使用data.table聚合 [英] Aggregate using data.table
问题描述
我正在寻找一种更简单的方法来汇总和计算使用 data.table
的数值变量的百分比。
以下代码输出所需的结果,我的问题是如果有一个更好的方法来获得相同的结果。我不是真的熟悉的包,所以任何提示将是有用的。
我想拥有以下列:
second_factor_variable third_factor_variable factor_variable porc porcentaje
1:HIGH C> 200 0.04456544 4%
2:低A 51 - 100 0.31739130 32%
3:低A 101 - 200 0.68260870 68%
4:低A 26 - 50 0.00000000 0%
其中 porc 是数字百分比, porcentage
库(ggplot2)
库(ggplot2 scale)
库(data.table)
###生成一些数据
set.seed(123)
df< - data.frame (x = rnorm(10000,mean = 100,sd = 50))
df <子集(df,x> 0)
df $ factor_variable < $ x,right = TRUE,
breaks = c(0,25,50,100,200,100000),
labels = c(0 - 25,26 - 50,51 - 100,101 - 200,> 200)
)
df $ second_factor_variable = c(0,100,100000),
labels = c(LOW,HIGH)
)
df $ third_factor_variable< - cut ,right = TRUE,
breaks = c(0,50,100,100000),
labels = c(A,B,C)
)$ b b
str(df)
### Aggregate
DT < - data.table(df)
dt = DT [,list(factor_variable = unique DT $ factor_variable),
porc = as.numeric(table(factor_variable)/ length(factor_variable)),
porcentaje = paste(round(as.numeric 0)* 100),%)
),by =second_factor_variable,third_factor_variable]
EDIT
我试过用一个变量的agstudy解决方案分组,我相信它没有生产标签(porcentaje列)。在实际数据集中,我最终遇到了类似的问题,我不能发现这个函数的错误。
grp< ; - function(factor_variable){
porc = as.numeric(table(factor_variable)/ length(factor_variable))
list(factor_variable = factor_variable [1],
porc = porc,
porcentaje = paste(round(porc,0)* 100,%))
}
DT [,grp(factor_variable),by =second_factor_variable]
数值是正确的
DT2 <-DT [DT $ second_factor_variable%in%LOW]
/ pre>
表(DT2 $ factor_variable)/长度(DT2 $ factor_variable)
我相信如果我用2个因子变量分组,会出现相同的问题:
DT [,grp(factor_variable),by =second_factor_variable,third_factor_variable]
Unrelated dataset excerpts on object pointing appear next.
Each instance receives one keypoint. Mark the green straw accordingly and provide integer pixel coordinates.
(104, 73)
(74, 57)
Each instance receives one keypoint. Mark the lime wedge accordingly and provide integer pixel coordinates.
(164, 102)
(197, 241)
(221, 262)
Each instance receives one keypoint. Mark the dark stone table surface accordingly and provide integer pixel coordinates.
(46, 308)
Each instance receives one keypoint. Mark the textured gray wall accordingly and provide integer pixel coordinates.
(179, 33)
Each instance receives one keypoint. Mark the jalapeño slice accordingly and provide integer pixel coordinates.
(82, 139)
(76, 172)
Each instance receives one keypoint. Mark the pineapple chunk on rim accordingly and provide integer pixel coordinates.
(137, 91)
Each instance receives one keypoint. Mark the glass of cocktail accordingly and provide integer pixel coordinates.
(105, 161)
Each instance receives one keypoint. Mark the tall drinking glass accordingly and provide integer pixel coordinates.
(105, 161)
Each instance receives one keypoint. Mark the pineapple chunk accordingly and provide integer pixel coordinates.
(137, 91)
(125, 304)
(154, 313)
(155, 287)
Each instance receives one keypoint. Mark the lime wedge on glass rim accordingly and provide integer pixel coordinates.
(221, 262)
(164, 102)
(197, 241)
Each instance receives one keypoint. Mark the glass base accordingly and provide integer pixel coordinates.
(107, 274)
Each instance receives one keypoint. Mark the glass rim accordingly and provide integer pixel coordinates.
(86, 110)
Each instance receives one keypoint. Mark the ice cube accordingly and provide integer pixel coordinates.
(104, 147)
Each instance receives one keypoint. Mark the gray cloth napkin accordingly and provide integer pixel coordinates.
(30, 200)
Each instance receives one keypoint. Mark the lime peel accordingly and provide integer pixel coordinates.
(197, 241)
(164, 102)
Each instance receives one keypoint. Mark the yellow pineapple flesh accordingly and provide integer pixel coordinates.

解决方案2更改:factorize porc 变量,不使用DT计算factor_variable
DT [,{porc = as.numeric(table(factor_variable)/ length(factor_variable))
/ pre>
list(factor_variable = factor_variable [1],
porc = porc,
porcentaje = paste(round(porc,0)* 100,%))
}
,by =second_factor_variable,third_factor_variable]
I'm looking for a simpler way to aggregate and calculate percentages of a numerical variable using
data.table
. The following code outputs the desired result, my question is if there is a better way to get the same result. I'm not really familiarized with the package, so any tips would be useful.I'd like to have the following columns:
second_factor_variable third_factor_variable factor_variable porc porcentaje 1: HIGH C > 200 0.04456544 4 % 2: LOW A 51 - 100 0.31739130 32 % 3: LOW A 101 - 200 0.68260870 68 % 4: LOW A 26 - 50 0.00000000 0 %
Where porc is the numerical percentage and porcentage would be the percentage rounded to be used as a label in a ggplot call.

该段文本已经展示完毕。